Find the general equation of the plane containing the point \(( 1,2,-1) \) if the vector \(\mathbf{N=\,}2\mathbf{i}+3\mathbf{j}-4 \mathbf{k}\) is normal to the plane. Then use the intercepts to graph the plane.

Solution The general equation of a plane is \(Ax+By+Cz=D,\) where \( A,\) \(B,\) and \(C\) are the components of a normal vector to the plane. Since the normal is \(\mathbf{N=\,}2\mathbf{i}+3\mathbf{j}-4\mathbf{k,}\) we have \[ 2x+3y-4z=D \]

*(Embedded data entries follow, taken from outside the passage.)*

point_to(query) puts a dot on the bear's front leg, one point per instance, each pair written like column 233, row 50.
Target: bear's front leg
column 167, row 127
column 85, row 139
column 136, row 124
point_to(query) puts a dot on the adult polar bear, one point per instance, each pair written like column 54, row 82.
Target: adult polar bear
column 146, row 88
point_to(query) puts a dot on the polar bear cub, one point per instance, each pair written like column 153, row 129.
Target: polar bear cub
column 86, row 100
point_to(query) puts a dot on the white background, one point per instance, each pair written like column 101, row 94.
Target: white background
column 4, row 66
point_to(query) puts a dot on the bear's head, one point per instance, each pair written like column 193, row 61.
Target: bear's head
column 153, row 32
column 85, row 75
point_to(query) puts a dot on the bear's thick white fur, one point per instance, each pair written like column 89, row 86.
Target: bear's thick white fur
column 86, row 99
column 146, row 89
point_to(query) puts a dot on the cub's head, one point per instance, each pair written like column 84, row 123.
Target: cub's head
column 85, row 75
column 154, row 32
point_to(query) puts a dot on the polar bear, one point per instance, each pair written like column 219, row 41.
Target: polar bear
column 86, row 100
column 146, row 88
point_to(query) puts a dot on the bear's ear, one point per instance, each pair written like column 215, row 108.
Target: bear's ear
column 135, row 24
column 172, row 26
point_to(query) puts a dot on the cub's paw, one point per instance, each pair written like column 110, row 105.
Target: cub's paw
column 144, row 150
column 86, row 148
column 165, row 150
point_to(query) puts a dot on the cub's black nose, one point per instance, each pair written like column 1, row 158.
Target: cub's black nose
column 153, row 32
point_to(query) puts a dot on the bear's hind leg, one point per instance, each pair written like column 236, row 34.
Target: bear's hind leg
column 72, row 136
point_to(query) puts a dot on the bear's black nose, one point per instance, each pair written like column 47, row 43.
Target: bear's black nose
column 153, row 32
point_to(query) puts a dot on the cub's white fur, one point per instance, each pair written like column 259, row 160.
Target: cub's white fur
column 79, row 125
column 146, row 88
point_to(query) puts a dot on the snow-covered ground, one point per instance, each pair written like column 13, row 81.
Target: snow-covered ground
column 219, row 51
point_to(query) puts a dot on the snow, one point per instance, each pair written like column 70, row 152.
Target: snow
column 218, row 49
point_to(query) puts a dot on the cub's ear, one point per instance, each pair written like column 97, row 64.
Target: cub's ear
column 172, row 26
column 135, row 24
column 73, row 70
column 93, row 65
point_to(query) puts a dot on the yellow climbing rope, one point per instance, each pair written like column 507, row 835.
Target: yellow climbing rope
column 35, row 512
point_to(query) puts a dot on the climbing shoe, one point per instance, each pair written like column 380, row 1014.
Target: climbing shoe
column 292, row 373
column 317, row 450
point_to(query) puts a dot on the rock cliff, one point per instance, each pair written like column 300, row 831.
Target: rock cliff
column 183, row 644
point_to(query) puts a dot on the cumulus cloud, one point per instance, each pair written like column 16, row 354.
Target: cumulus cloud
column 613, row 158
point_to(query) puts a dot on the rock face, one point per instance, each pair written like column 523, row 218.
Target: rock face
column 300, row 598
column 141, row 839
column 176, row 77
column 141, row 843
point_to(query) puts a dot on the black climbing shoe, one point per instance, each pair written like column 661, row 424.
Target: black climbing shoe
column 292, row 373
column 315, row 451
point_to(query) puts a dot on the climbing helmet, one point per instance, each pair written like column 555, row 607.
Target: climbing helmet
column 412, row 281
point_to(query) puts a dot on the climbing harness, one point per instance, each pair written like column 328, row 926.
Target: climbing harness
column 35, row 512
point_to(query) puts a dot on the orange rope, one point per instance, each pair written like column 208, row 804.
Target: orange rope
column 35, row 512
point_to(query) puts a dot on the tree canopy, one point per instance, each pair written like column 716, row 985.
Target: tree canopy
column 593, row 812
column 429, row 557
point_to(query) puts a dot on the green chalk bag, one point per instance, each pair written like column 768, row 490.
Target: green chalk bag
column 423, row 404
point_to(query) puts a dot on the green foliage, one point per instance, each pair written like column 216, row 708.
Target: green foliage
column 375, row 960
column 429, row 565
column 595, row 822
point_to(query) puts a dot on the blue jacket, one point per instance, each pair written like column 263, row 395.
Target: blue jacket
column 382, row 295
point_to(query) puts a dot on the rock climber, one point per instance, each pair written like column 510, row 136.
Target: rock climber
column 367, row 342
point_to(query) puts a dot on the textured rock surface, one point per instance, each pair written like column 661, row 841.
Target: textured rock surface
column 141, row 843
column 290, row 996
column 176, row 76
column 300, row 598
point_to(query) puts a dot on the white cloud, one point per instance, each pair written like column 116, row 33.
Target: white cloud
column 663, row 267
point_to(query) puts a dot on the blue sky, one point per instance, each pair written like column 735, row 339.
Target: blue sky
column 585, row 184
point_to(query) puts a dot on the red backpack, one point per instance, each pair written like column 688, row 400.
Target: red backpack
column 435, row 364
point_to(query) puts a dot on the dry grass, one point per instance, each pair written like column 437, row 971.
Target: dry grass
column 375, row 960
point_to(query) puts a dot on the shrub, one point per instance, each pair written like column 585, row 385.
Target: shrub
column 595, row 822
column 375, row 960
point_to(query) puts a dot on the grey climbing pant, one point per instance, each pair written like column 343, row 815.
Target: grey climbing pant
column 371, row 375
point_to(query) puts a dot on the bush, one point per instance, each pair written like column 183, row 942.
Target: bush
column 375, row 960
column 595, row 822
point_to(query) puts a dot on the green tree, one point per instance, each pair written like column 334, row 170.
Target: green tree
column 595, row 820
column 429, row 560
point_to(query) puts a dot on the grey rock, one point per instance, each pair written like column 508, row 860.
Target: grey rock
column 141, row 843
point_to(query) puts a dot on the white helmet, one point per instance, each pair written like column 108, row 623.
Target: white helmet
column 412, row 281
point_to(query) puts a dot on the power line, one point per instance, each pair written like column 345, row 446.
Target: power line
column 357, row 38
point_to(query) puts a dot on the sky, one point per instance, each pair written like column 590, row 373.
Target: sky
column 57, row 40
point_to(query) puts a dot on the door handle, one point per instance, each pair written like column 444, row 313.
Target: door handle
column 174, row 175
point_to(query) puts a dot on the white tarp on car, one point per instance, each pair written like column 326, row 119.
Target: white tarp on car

To find \(D\), we use the point \((1,2,-1)\). Then \( D=2(1) +3(2) -4(-1) =12.\) The general equation of the plane is \[ 2x+3y-4z=12 \]

\(2x+3y-4z=12\)

We find the intercepts by letting two variables equal zero and then solving for the third variable. For example, to find the \(x\)-intercept, we let \(y=0\) and \(z=0.\) Then \(2x=12\) or \(x=6.\) Similarly, the \(y\)-intercept is \(4\) and the \(z\)-intercept is \(-3.\) Figure 54 illustrates how the intercepts are used to graph the plane.